Drawback: The Maximizer may miss out on meaningful connections by constantly searching for someone better. They may also struggle with commitment and trust issues, and may find it difficult to settle down with one person.
Solution: To overcome the drawbacks of the Maximizer tendency, it’s important to practice gratitude for what you have in your current relationship, rather than constantly searching for something better. Take the time to reflect on what you really want in a partner, and focus on building a strong connection with the people you’re dating. Additionally, strive to become a Satisficer, someone who has standards but is not obsessed with finding the perfect partner. This can help you to focus on finding someone who is “good enough” and who meets your most important criteria for a successful relationship.
The Hesitater
The Hesitater is characterized by fear of making the wrong choice. They may spend months or even years in a casual relationship, avoiding commitment or making excuses for why they can’t or aren’t ready to take the next step.
Example: Lisa has been dating Tom for a year, but she’s hesitant to define the relationship or make any long-term plans. She worries that she might be missing out on other opportunities, but she also doesn’t want to lose Tom.

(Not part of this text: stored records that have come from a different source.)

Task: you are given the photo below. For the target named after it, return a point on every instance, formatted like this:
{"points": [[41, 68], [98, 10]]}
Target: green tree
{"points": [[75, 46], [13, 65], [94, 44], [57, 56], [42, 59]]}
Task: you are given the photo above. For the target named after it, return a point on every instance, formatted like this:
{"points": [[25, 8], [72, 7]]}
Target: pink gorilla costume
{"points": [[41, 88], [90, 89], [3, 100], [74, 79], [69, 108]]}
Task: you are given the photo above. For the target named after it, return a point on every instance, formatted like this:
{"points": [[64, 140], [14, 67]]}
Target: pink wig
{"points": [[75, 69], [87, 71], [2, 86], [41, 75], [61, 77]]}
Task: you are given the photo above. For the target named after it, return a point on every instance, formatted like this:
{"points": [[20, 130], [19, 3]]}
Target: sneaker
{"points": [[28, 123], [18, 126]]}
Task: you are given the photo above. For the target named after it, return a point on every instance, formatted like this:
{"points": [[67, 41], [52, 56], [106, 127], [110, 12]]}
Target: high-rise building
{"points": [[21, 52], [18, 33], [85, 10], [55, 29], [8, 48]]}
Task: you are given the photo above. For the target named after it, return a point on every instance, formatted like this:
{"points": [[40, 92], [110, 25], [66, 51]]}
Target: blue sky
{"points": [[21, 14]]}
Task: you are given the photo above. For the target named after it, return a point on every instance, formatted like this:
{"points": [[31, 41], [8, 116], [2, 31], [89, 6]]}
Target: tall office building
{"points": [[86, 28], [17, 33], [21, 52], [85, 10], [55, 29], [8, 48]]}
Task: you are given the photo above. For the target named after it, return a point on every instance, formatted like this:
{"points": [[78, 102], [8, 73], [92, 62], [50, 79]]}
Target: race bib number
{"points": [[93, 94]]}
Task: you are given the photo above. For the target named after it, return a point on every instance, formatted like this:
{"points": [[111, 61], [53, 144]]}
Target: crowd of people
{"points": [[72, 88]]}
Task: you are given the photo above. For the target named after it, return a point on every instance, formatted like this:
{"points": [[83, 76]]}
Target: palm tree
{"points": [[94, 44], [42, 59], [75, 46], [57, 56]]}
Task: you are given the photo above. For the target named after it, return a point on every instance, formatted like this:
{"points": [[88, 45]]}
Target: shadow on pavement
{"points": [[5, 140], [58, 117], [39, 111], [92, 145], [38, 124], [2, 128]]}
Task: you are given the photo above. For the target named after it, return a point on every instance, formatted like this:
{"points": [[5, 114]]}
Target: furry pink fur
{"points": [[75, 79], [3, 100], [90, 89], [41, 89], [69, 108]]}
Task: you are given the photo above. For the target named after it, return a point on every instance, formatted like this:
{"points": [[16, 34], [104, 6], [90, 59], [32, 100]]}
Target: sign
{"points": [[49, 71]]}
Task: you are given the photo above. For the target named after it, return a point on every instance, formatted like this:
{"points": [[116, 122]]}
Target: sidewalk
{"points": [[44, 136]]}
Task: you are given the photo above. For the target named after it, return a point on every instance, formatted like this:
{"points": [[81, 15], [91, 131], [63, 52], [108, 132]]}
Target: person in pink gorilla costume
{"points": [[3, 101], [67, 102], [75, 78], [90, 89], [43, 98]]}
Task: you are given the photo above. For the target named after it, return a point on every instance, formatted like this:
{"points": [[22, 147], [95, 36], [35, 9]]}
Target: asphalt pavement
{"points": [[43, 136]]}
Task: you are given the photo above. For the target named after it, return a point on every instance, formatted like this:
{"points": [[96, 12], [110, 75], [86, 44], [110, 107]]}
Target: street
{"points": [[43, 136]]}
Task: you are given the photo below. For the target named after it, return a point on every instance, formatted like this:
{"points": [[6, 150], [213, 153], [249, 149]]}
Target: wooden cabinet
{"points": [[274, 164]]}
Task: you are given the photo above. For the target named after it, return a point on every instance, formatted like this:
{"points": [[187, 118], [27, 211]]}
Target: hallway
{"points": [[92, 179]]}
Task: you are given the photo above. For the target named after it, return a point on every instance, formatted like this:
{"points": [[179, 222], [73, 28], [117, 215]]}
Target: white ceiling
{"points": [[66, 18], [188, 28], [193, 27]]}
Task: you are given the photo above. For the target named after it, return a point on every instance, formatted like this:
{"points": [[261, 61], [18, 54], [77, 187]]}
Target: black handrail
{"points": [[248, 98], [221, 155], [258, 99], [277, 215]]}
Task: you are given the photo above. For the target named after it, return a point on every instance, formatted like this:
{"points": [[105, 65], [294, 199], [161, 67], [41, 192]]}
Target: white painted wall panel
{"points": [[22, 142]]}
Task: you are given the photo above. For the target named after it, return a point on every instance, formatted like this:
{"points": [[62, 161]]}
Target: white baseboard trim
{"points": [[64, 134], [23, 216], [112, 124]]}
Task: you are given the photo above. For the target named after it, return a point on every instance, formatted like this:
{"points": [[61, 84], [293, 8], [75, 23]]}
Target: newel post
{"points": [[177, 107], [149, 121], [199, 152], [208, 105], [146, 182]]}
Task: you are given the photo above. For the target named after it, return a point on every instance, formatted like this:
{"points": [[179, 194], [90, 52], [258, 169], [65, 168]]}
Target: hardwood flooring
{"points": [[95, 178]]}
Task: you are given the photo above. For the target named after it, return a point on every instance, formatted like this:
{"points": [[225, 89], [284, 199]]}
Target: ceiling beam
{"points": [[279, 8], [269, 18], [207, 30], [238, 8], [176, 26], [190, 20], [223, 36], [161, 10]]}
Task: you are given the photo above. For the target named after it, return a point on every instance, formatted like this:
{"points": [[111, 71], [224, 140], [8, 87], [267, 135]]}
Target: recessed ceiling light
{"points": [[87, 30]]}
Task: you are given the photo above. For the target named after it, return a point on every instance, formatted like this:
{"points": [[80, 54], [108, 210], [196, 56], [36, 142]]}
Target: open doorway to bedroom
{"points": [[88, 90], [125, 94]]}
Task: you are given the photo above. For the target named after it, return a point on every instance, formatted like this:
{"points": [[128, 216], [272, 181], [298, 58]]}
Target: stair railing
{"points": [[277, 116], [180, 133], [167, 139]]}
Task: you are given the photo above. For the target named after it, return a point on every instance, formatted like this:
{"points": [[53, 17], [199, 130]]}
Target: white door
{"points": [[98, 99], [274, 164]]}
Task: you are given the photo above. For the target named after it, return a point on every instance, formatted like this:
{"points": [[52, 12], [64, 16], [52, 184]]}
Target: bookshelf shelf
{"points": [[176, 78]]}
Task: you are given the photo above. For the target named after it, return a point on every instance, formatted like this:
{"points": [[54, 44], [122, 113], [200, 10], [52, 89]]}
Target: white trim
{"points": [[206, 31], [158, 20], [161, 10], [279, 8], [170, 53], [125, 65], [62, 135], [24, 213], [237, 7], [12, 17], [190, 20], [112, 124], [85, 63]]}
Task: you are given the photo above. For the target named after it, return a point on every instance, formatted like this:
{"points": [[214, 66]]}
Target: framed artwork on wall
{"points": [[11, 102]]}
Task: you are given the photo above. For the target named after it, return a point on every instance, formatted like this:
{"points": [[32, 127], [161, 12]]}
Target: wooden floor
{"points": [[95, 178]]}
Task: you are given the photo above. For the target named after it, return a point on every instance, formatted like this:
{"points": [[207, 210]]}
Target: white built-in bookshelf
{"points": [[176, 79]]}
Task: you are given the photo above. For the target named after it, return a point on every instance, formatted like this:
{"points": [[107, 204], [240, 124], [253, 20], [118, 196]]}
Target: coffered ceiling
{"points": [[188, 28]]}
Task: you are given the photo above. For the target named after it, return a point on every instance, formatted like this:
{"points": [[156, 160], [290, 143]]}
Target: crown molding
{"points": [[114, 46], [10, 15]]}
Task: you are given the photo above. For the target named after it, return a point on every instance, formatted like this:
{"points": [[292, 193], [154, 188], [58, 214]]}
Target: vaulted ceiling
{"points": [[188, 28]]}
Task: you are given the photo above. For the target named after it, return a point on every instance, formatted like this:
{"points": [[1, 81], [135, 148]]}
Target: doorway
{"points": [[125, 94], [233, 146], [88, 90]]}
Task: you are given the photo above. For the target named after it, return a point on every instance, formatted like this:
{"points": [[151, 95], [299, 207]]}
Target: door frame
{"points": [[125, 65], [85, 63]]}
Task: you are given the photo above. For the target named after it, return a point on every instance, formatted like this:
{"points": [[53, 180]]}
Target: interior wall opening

Drawback: The Hesitater may miss out on deeper connections and meaningful relationships by avoiding commitment. They may also struggle with trust issues and low self-esteem, which can make it difficult to form a strong emotional connection with someone. By constantly waiting for the “perfect” moment or circumstance, they may never take the leap of faith required to start a relationship.
Solution: To overcome the drawbacks of the Hesitater tendency, it’s important to work on building trust and confidence in yourself. Take the time to reflect on your fears and insecurities around commitment, and work on addressing any underlying issues that may be holding you back. If single, take the leap of faith and ask out your love interest. Additionally, communicate openly with your partner about your feelings and intentions, and be willing to take risks and make a commitment when the time is right. Remember that a strong, lasting relationship requires a willingness to be vulnerable and to take a chance on love.
Looking for a life partner, not a Prom date
When it comes to finding a meaningful and fulfilling relationship, it’s important to focus on looking for a life partner, not just a prom date. This means seeking someone who shares your values, goals, and vision for the future, and who you can see yourself sharing life’s milestones with, rather than just someone who gives you instant chemistry or a “spark.”
While instant chemistry can be exciting and tempting, it’s important to remember that a slow burn can be just as fulfilling, if not more so. Relationships that are built on a foundation of shared values, mutual respect, and emotional compatibility are much more likely to stand the test of time and provide long-term satisfaction and happiness.
To find a life partner, start by reflecting on your own values, goals, aspirations, and what you want in a relationship. Look for someone who shares these values and is committed to building a strong emotional connection and a shared future with you. Focus on building a connection with someone based on shared interests, values, and life goals, rather than just on chemistry and attraction.
Remember that finding a life partner is a journey, and it’s okay to take your time and be patient. Don’t rush into a relationship just because you’re looking for instant gratification or a quick fix. Instead, focus on building a strong foundation with someone who you can see yourself growing and evolving with over time.
In summary, fuck the spark. Don’t be swayed by the instant chemistry when seeking a life partner. Focus instead on shared values and the desire to build a meaningful and fulfilling life together. This can lead to a more satisfying and lasting relationship that will bring you joy and happiness for years to come.